Director Barbara Seaman said the acreage, which fronts both sides of the river for a distance of more than half a mile, is part of the land trust's broader Anchor River Floodplain Protection Project, described as an effort to work with willing landowners to permanently preserve significant parcels along the river.
The Anchor River property had been part of a homestead owned by John (deceased) and Margaret Pate in the 1950s.
Margaret Pate, now a long-time Homer resident, donated a portion of the value of the property to the land trust. The North American Wetlands Conservation Act program funded the balance of the purchase, the land trust said.
About two-thirds of the land along the lower Anchor River is privately owned, though the state and borough also own land on the lower river. Acquisition of the Pate land by KHLT will serve to protect the world-class salmon and steelhead fishing area, something the Pate's desired.
"I truly believe that the property belongs in the hands of the land trust and I know that my mother feels the same," said Margaret's son, Michael Pate.
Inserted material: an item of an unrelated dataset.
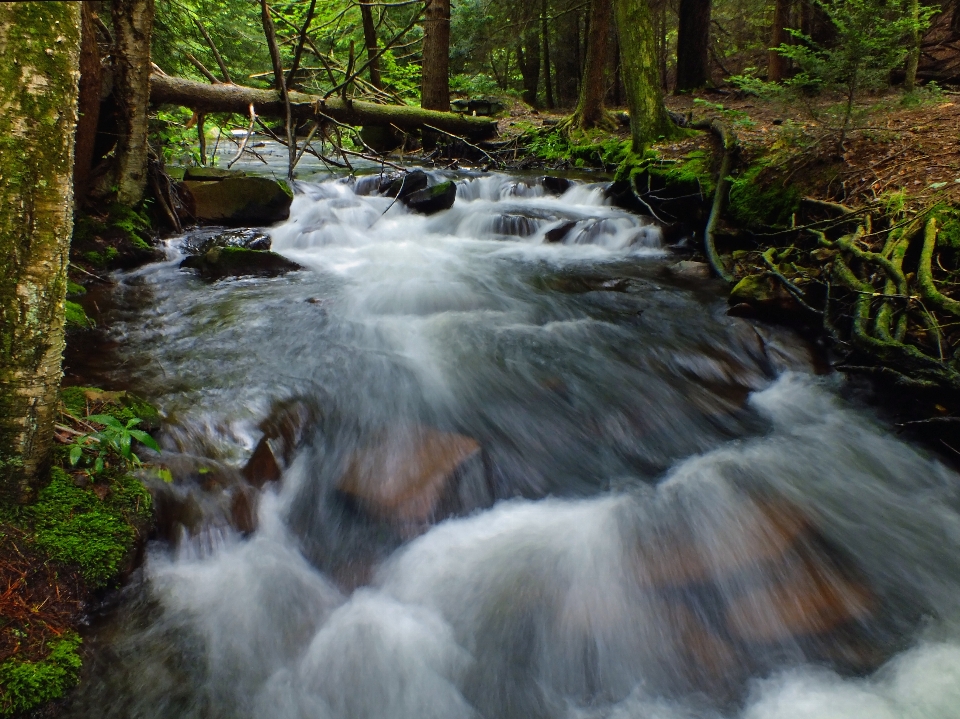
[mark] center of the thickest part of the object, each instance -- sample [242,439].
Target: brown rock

The river protection effort is but one among many land and historical preservation projects being conducted by the land trust.
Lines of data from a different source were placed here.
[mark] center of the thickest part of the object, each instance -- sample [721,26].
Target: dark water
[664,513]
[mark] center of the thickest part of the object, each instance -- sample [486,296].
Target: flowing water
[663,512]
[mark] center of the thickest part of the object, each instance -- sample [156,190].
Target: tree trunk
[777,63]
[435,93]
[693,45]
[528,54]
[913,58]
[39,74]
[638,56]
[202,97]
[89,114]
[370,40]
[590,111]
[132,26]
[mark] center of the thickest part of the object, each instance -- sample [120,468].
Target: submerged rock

In December, a local resident, Eileen Harrington, granted KHLT a conservation easement on 33 acres in the Baycrest/Diamond Ridge area. According to the land trust, the easement will protect scenic values, water quality, wildlife habitat and native vegetation.
In September 2004, KHLT got a 26-acre conservation easement from the city of Homer for Louie's Lagoon on the east side of the Homer Spit. The land trust said the parcel was "an important coastal lagoon protected for wildlife habitat, especially for migratory waterfowl."
The Homer Spit is part of the Western Hemisphere Shorebird Reserve Network, part of the Kachemak Bay National Estuarine Reserve and part of the Kachemak Bay Critical Habitat Area.
In March of last year, KHLT began restoration of the historic Victor Holm cabin on the Kasilof River, thought to be the oldest homestead cabin on the peninsula. The first phase of that restoration has been completed.
"Sometime in the future we are looking to turn that into a museum," Seaman said, adding that numerous artifacts found at the cabin site eventually would be returned to the cabin.
In February of last year, KHLT announced that it had received 8.4 acres of land in a subdivision off Skyline Drive on the bluff above Homer. Donated by the Alaska International Education Foundation, the land will be managed for conservation and serve as open space in a residential subdivision, KHLT said.
The Skyline Drive property is considered high-priority moose habitat as well as home to black bear, lynx, snowshoe hares and other wildlife. As conservation land, it will be off limits to development, hunting, trapping, shooting or motorized recreation, KHLT said.